Cheyenne Plains: Banks prove best


El Paso corporate has closed a $278 million long-dated financing for its Cheyenne Plains natural gas pipeline. The financing is the first for an onshore pipeline in the US since the Kern River expansion deal in June 2002. It also shows the advantages – in terms of pricing, tenor and covenants – of using the bank market.

The ten-year deal, led by WestLB, is a product of the recent upheavals at El Paso (for more details search 'El Paso' on www.projectfinancemagazine.com). Its terms have, paradoxically, benefited from the fall-out at the company. But El Paso is still one of the strongest and most able pipeline operators in the business, particularly in Mexico, and also, through its former master limited partnership GulfTerra, offshore.

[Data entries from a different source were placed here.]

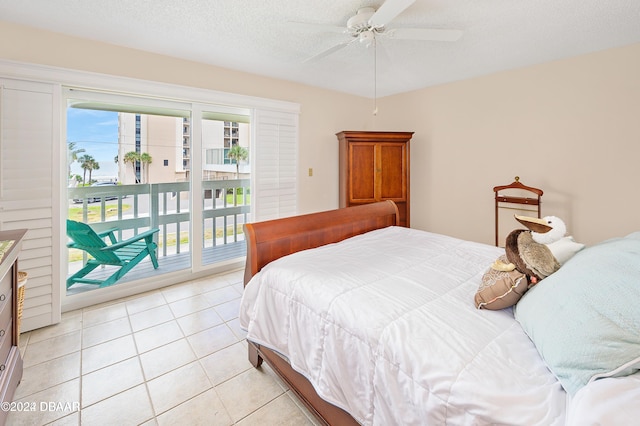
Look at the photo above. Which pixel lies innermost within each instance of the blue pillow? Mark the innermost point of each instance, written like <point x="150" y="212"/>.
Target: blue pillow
<point x="585" y="318"/>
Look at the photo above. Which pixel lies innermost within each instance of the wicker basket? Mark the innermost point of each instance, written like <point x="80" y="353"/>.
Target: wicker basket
<point x="22" y="280"/>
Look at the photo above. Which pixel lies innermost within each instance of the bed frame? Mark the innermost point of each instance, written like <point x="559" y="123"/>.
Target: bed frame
<point x="270" y="240"/>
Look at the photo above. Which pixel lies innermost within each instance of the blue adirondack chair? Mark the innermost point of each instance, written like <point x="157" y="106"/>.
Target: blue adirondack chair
<point x="124" y="254"/>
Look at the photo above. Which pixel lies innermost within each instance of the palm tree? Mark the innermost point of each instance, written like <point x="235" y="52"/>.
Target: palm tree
<point x="72" y="153"/>
<point x="94" y="165"/>
<point x="132" y="157"/>
<point x="237" y="154"/>
<point x="86" y="163"/>
<point x="145" y="159"/>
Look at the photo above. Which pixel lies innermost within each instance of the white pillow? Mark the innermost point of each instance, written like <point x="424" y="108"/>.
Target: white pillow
<point x="564" y="249"/>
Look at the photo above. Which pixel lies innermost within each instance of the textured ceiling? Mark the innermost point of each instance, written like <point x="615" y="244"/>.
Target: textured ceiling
<point x="259" y="36"/>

Cheyenne Plains is a 380-mile pipeline that has been operational since 31 January 2005. It takes natural gas from collection points in Cheyenne, Wyoming to distribution networks in Greenburg, Kansas. The 36-inch pipeline will connect with Colorado Interstate Gas and Wyoming Interstate, both El Paso subsidiaries.

It will bring gas from deposits in the Rockies to markets in the Midwest, although it connects with hubs in Kansas that will send gas in several directions. The pipeline is regulated, and falls under the jurisdiction of the Federal Energy Regulatory Commission (FERC).

El Paso first announced plans for a pipeline in May 2003, when it submitted an application to FERC for a 30-inch pipeline with a 560,000 Dekatherm per day (Dthpd) capacity. The pipeline was set to be in service in the middle of 2005, and shortly after submitting the application, El Paso commenced an open season for prospective shippers on the pipeline.

This process proved to be successful enough for El Paso to announce later in the year that it would be making the project bigger. On 22 September, it said that it would increase the diameter of the pipe to 36 inches, and thus the capacity of the pipeline to 730,000 Dthpd.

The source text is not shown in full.